The building that was Halifax Post Office, but now appears to be in a state of suspended urban animation, is featured on this lovely old postcard that was sent in 1903. When the card was sent, the building was less than twenty years old, and it was something the town was obviously proud of. It was a Camelot Castle of a Post Office with little towers and cupolas, bulls eye windows and coping stones built to cope with anything a northern industrial town could throw at them. It was designed by the architect Henry Tanner whilst he was serving as Surveyor at the Leeds Office of Public Works and opened in 1887. A contemporary newspaper report says that it “is a spacious building and has capital frontages to Commercial Street and Old Cock Yard”. The cost of the building was £10,000, exclusive of the cost of the site.
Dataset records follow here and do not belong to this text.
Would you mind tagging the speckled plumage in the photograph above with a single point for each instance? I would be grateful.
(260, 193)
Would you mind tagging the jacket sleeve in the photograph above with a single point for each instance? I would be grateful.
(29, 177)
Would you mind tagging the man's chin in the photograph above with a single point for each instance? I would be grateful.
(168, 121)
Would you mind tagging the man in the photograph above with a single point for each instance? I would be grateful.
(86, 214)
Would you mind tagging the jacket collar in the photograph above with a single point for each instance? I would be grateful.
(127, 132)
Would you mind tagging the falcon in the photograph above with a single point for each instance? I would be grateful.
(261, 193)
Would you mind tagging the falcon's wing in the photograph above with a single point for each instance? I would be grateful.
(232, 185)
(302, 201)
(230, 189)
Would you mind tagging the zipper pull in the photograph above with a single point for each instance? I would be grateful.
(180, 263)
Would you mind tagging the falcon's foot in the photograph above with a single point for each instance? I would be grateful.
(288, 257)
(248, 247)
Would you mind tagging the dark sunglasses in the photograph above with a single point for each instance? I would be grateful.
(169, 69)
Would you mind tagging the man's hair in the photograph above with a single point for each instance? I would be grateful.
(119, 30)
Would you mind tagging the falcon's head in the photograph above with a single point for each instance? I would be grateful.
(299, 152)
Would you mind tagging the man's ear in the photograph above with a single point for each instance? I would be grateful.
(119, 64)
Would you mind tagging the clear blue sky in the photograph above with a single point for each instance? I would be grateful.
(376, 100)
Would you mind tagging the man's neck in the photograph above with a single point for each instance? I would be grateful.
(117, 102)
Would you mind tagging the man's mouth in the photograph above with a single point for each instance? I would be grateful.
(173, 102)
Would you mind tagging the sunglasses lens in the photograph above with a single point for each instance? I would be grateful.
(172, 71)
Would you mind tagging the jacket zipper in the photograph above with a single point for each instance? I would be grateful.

The very first picture postcards did not have divided backs where you could write both a message and the address of the recipient; the reverse of the card was the exclusive province of a name and address – any message had to be compressed into the space surrounding the picture on the obverse side. It was a little like an early form of Twitter – the art was to compress your news and views into a few precious words.
As far as I can make out, the message on this particular card is as follows:-
My Dear Erica, Thank you for your P.P.C. Have you got the results of each separate subject, if so I should very much like to know, for I have failed in drawing, but I have quite satisfied teachers at school and think father is pleased. He has given me a thick gold curl bracelet. From Mary H Mitchell.I have done best at school and I am in S.A.E. I hope You have done best at your school.
There are a lot of words there, too many for a modern day Tweet, but the idea of writing small and curving the message around the edges of the card is a good one. Perhaps I will try it with my next Tweet!